Apache Impala is a massively parallel in-memory SQL engine supported by Cloudera designed for Analytics and ad hoc queries against data stored in Apache Hive, Apache HBase and Apache Kudu tables. Supporting powerful queries and high levels of concurrency Impala can use significant amounts of cluster resources. In multi-tenant environments this can inadvertently impact adjacent services such as YARN, HBase, and even HDFS. Mostly these adjacent services can be isolated by enabling static services pools which use Linux cgroups to fix CPU and memory allocations for each respective service. These can be simply configured using the Cloudera Manager wizard. Impala Admission Control, however, implements fine-grained resource allocation within Impala by channeling queries into discrete resource pools for workload isolation, cluster utilization, and prioritization.
This blog post will endeavour to:
- Explain Impala’s admission control mechanism;
- Provide best practices for resource pool configuration; and
- Offer guidance for tuning resource pool configuration to existing workloads.
Anatomy of Impala Query Execution
Before we dive into admission control in detail, let us provide a quick overview of Impala query execution. Impala implements a SQL query processing engine based on a cluster of daemons acting as workers and coordinators. A client submits its queries to a coordinator which takes care of distributing query execution across the workers of the cluster.
Impala query processing can be separated into three phases: compilation, admission control, and execution as illustrated below:
When an Impala coordinator receives a query from the client, it parses the query, aligns table and column references in the query with data statistics contained in the schema catalog managed by the Impala Catalog server, and type checks and validates the query.
Using table and column statistics, the coordinator produces an optimized distributed query plan – a relational operator tree – with parallelizable query fragments. It assigns query fragments to workers, taking account of data locality – thus forming fragment instances – and estimates the peak per-host main memory consumption of the query. It further determines an allotment of main memory that workers will allocate initially for processing when receiving their fragments.

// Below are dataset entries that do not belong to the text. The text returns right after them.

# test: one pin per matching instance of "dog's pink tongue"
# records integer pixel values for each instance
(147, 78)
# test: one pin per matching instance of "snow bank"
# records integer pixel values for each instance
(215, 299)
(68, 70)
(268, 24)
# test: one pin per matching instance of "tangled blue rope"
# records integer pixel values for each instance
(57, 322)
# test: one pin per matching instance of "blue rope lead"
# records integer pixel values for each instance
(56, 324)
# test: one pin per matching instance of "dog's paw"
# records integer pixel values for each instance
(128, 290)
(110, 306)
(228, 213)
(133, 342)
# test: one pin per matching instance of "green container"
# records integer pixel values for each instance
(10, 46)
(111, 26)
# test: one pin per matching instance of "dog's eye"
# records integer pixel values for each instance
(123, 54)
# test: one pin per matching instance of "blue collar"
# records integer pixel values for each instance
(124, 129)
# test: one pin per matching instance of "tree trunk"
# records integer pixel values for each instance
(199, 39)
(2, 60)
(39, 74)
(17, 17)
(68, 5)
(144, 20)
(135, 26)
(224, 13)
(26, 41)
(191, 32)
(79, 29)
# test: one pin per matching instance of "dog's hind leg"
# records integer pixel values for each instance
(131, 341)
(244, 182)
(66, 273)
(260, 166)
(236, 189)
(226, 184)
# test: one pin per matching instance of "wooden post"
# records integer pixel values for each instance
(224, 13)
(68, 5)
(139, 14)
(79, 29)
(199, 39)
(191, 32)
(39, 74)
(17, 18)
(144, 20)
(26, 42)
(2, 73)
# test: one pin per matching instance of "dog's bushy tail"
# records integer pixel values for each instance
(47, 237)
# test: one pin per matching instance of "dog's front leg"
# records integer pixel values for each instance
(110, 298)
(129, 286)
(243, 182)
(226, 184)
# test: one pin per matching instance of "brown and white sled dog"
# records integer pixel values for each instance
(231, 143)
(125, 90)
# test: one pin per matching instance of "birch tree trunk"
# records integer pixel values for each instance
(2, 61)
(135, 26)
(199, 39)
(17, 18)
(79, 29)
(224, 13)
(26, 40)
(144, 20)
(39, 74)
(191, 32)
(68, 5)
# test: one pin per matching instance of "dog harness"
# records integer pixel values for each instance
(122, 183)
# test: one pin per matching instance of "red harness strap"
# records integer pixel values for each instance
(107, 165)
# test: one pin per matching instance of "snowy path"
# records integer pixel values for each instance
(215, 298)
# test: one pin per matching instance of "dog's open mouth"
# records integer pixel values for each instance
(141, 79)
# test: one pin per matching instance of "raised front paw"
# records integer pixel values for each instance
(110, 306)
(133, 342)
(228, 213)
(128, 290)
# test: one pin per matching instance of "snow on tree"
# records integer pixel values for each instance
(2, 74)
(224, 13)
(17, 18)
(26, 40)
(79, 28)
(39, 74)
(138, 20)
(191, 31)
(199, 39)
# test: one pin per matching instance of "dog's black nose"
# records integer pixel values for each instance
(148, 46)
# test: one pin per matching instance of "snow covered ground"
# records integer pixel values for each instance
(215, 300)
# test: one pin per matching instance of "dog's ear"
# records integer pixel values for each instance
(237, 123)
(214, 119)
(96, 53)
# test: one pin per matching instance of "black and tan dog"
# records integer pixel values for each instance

Once compiled, the coordinator submits the query to admission control. Admission control decides, based on the main memory estimations and fragment allocations as well as the queries already admitted to the cluster, whether a query is admitted for execution, queued, or rejected.
To do so, it keeps a tally of the main memory estimated to be consumed by the admitted queries on both a per-host and a per-cluster basis – the latter tally being divided into so-called resource pools defined by the cluster administrators. If there is enough headroom for the query to fit into both the per-host and per-resource pool tally it will be admitted for execution.
The key metric for admission control is the query’s MEM_LIMIT: the admitted maximum per host memory consumption of the query. MEM_LIMIT is often – but not always as we will see later – the same as the estimated peak per-node memory consumption of the query compilation phase.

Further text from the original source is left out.